The company is adding wine and other pricey goods to
help boost the typical order past $100.
But it can also reach profitability by cutting costs. Fresh-
Direct's systems will be tweaked to help it identify the cost of
each step of fulfilling its 3,500 daily orders, from initial preparation
to shrink wrapping to packing to shipping. FreshDirect
will analyze, for example, the positions of workers throughout
the warehouse and calculate the most efficient place for each
one along its conveyor belt.
Currently, hunches and gut instincts rule. At 6 a.m., the
company's vice president of operations, chief operating officer
and chief technology officer often roam the plant floor, watching
how workers prepare orders. Then, they watch as orders move through the plant, reaching a crescendo at 4 p.m., the last moment that FreshDirect can afford to get crates into a truck
for delivery and still reach customers coming home from work.
The executives monitor "choke points" that slow down
work, such as the speed of conveyor belts. One morning in
November, for instance, one belt was moving meat too quickly
for packers to keep up. The fix was to slow down the belt for
more consistent flow. That fix, however, took days of observation.
The change could not be tested until the following
Wednesday, the one day each week new logistical procedures
are tried out. That can mean a week of savings lost.
Eventually, FreshDirect may feed information from its Ermanco
conveyor and sorting systems as well as its Diamond
Phoenix carousels into its SAP planning software. Bar codes on
crates and packages will allow FreshDirect to pinpoint any
order anywhere in its plant at any time-or even the individual
components of an order. Tracking the pieces will let it figure
out how to process orders better. Faster processing means
less inventory on hand, lowering costs.
Trachtenberg's objective is to keep no more than 72 hours
worth of inventory at any time. If successful, FreshDirect may
be able to predict how many turkeys to load up on before
Thanksgiving and how many bunches of bananas to stock in
December versus July.
"We want to track margin by department and give managers
overall [profit-and-loss] responsibility for their goods in
real-time," says Trachtenberg, who hopes in 2004 to have managers
making decisions based on such metrics.
Trachtenberg also hopes to start cross-selling, using the
Web site. For instance, FreshDirect could suggest a red wine
to go with each order of filet mignon. Right now, FreshDirect's
site mainly helps customers with new orders by giving them
access to their previous ones.
Tenser of VSN Strategies says FreshDirect for now is angling
for that $20 a week that the typical grocery shopper
does not spend in a store. However, FreshDirect could become
time-starved customers' primary grocer if it continues
to add products.
"It's a game of stealing share from local grocers," says Tenser.

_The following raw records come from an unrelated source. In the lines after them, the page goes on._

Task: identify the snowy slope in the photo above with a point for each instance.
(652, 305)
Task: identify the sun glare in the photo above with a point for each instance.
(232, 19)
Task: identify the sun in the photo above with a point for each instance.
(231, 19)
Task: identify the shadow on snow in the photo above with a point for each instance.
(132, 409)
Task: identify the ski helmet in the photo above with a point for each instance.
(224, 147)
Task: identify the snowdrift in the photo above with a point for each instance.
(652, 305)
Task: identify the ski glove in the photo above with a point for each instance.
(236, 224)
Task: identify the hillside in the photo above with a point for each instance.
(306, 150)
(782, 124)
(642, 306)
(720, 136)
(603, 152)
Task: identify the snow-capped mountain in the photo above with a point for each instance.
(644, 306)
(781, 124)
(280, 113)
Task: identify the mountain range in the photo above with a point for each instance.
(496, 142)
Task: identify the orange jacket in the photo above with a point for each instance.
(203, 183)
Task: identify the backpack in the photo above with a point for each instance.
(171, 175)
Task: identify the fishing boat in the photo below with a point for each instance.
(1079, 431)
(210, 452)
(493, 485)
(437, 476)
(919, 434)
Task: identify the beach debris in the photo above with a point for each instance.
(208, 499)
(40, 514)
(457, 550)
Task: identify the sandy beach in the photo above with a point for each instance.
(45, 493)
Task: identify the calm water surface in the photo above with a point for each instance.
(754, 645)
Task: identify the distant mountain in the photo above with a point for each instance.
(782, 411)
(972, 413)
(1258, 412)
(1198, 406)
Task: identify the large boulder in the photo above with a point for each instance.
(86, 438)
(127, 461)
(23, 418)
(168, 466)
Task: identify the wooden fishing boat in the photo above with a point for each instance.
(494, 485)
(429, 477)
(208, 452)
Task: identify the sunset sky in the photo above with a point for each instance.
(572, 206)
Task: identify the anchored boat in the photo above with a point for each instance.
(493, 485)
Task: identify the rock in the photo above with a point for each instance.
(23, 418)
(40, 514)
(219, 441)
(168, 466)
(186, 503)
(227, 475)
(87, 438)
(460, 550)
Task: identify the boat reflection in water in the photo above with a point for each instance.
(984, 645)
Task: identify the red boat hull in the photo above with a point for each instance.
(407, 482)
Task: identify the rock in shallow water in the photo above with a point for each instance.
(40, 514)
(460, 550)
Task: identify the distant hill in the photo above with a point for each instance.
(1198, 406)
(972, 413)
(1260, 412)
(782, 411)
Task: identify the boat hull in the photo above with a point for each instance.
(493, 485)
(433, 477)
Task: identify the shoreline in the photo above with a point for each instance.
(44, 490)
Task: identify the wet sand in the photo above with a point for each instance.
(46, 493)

So far, he says, "FreshDirect appears to be skimming the
cream very well."
But whether FreshDirect's single-distribution-center strategy
can work in other cities remains to be seen. FreshDirect's
focus on meat and produce in particular suits its home market
well, says Tenser, because "it's hard to find decent-looking
produce at a grocery store in New York." FreshDirect trucks
also don't have to travel far, unlike what the case would be in
such sprawling cities as Dallas or Los Angeles.
Fedele does say Boston, Atlanta and Washington, D.C.,
would be natural locales for FreshDirect, along with "anywhere
people want better food at better prices." But he says Fresh-
Direct isn't in any rush to expand beyond New York.
Right now, the Long Island City plant is only operating at
12% capacity. Fedele says the warehouse should be operating
at 70% of capacity before FreshDirect would consider expansion
seriously.
"Before we expand with cookie-cutter facilities we have to get
this one right," says Fedele. "What will we run into at 30% and
50%? And 70%? Will we have to reengineer? We're stepping on
the moon here and you never know what's in that next crater."